Israeli warplanes flying over Lebanon's Bekaa Valley shot down two Syrian interceptors that rose to meet them today, sending both crashing in flames into the rugged mountains northeast of Beirut.

The aerial encounter was the first since April 21 between Israel's U.S.-made jets and the Soviet-supplied Syrian Air Force. Both Israel and Syria regard Lebanon's skies as part of their defense perimeter. Today's air action seems likely to renew tension in Lebanon after two weeks of what looked like improved chances for calm.

The Israeli planes were on a routine mission, presumably reconnaissance, according to Israeli spokesmen cited in dispatches from Tel Aviv that reported the downing of the two Migs. Lebanese officials said they were flying near Syria's SA6 antiaircraft missile sites in the eastern Lebanese valley, but that no missile was seen being fired.
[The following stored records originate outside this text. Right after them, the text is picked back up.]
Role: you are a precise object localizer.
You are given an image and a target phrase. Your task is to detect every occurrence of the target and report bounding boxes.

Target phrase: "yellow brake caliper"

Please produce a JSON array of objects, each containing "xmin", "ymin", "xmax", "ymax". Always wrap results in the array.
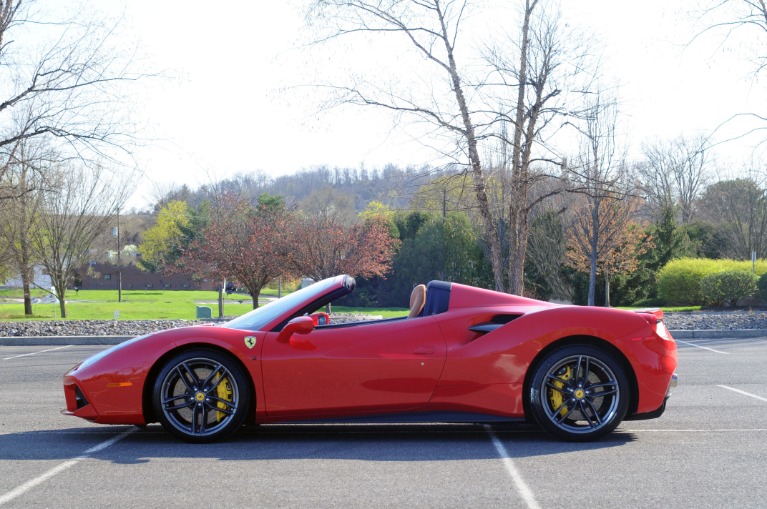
[
  {"xmin": 549, "ymin": 366, "xmax": 573, "ymax": 417},
  {"xmin": 216, "ymin": 377, "xmax": 234, "ymax": 422}
]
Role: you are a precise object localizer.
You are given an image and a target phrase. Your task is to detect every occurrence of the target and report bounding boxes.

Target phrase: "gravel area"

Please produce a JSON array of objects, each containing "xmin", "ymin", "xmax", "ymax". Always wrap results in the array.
[{"xmin": 0, "ymin": 310, "xmax": 767, "ymax": 337}]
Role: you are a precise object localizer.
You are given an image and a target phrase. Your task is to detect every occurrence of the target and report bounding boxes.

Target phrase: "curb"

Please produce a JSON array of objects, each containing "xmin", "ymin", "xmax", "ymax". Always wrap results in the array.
[
  {"xmin": 0, "ymin": 329, "xmax": 767, "ymax": 346},
  {"xmin": 669, "ymin": 329, "xmax": 767, "ymax": 339},
  {"xmin": 0, "ymin": 336, "xmax": 131, "ymax": 346}
]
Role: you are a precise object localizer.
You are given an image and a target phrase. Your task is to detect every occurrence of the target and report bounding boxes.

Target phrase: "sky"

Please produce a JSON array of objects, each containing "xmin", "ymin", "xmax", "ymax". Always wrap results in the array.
[{"xmin": 70, "ymin": 0, "xmax": 764, "ymax": 208}]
The Syrian decision to intercept Israeli jets--which on most days fly unmolested over Lebanon--was seen as a demonstration of President Hafez Assad's refusal to abandon his self-assigned role as protector of Lebanese air space despite the Israeli Air Force's evident superiority.

Western diplomatic sources in Damascus have reported signs of increased Syrian resolve to confront Israeli actions in Lebanon, particularly any large-scale attack on Palestinian guerrillas or the invasion of southern Lebanon repeatedly threatened by Israeli leaders. Part of the resolve stems from Syria's feeling that Soviet backing is likely to be firmer than in the past, these informants said, although the extent of Moscow's commitment to help has not been spelled out.
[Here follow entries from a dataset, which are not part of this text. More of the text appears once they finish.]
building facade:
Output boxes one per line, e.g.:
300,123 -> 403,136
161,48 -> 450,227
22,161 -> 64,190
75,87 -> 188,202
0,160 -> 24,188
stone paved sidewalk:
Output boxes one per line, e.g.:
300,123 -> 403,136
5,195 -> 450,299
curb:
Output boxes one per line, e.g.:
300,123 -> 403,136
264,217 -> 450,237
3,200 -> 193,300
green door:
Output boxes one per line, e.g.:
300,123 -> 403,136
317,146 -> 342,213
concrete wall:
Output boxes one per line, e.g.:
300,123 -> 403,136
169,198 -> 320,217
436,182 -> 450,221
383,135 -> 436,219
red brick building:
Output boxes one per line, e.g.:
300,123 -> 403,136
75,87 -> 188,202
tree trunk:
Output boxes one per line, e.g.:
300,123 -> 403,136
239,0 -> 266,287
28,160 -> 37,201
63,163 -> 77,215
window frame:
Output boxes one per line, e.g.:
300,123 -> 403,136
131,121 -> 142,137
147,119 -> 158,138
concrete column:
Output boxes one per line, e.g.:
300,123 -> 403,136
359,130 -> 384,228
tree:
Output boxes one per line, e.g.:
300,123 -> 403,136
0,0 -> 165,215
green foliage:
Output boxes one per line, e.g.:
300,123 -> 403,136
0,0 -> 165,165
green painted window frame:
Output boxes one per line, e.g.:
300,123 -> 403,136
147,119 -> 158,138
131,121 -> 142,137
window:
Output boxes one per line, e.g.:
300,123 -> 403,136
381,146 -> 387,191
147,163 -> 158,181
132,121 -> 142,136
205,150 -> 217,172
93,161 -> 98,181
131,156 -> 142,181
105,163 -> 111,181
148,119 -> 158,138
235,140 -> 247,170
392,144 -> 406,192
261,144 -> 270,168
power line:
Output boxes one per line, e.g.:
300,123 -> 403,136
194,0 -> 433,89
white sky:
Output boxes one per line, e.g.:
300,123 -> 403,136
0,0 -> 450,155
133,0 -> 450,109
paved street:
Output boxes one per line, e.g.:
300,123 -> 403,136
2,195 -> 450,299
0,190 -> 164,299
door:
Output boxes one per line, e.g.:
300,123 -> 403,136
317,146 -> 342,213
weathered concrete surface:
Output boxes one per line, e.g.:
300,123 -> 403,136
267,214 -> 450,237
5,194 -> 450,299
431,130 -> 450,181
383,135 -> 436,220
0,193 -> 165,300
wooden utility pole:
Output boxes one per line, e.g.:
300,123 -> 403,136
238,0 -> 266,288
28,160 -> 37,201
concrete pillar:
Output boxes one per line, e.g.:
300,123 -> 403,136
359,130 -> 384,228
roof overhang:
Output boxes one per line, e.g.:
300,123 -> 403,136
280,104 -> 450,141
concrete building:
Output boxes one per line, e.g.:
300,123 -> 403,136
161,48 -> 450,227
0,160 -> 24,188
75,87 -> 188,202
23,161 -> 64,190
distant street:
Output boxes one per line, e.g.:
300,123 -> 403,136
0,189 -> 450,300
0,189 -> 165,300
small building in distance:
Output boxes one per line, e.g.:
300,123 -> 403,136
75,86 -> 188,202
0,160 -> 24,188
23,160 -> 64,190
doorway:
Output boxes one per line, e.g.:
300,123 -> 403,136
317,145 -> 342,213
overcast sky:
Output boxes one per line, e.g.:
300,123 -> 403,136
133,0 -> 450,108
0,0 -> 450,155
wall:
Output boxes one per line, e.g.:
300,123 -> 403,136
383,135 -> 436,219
Dispatch of Migs to intercept the Israeli planes remains a largely symbolic gesture, however, because Israel's Air Force has scored a steady string of kills over the Syrian jets. In the April 21 clash, for example, Syria lost two planes and Israel none. Israeli authorities said all their planes returned to base unharmed today as well.

Washington Post correspondent William Claiborne reported from Jerusalem that Israeli military officials said that since the May 31, 1974, Syrian-Israeli disengagement, 19 Syrian aircraft have been downed by Israeli jets.

A spokesman for Lebanon's Christian Phalange militia said two Syrian pilots ejected and parachuted to safety, one near the village of Qulayat and the other near the village of Deir Choueir. Both little communities lie in the rough Mount Lebanon area about 15 miles northeast of Beirut.

Both pilots were hospitalized and were scheduled to be turned over to Syrian authorities, he said. One was said to be suffering from broken ribs, the other from bruises.

Wreckage from the two Syrian warplanes was found in separate sites near the two villages but there was no immediate identification of which Mig models were involved in the clash.

In previous attempts to confront Israeli planes, Syria has sent up MiG21s and MiG25s, neither of which has proved a match for Israel's F15s and F16s with their sophisticated electronic missile-guidance systems and radar.

A Syrian military spokesman acknowledged in Damascus today that two Syrian planes were "hit," but did not say whether they were shot down.

A number of Israeli jets were spotted over Lebanese territory, particularly in the Bekaa Valley, shortly after the brief battle. It was unclear whether they were making new reconnaissance runs or driving home the point that the Israeli leadership intends to continue flights in Lebanese air space.

Lebanon itself has no practical way to defend against Israeli overflights. Its Air Force has 11 British-made Hunters, subsonic craft of another generation, and nine French-made Mirages, only a few of which are in good repair.

The Syrian SA6 missile batteries were put into Lebanon a year ago in response to Israel's shooting down of a pair of Syrian helicopters. Although they caused a crisis at the time, little has been said about them in recent months.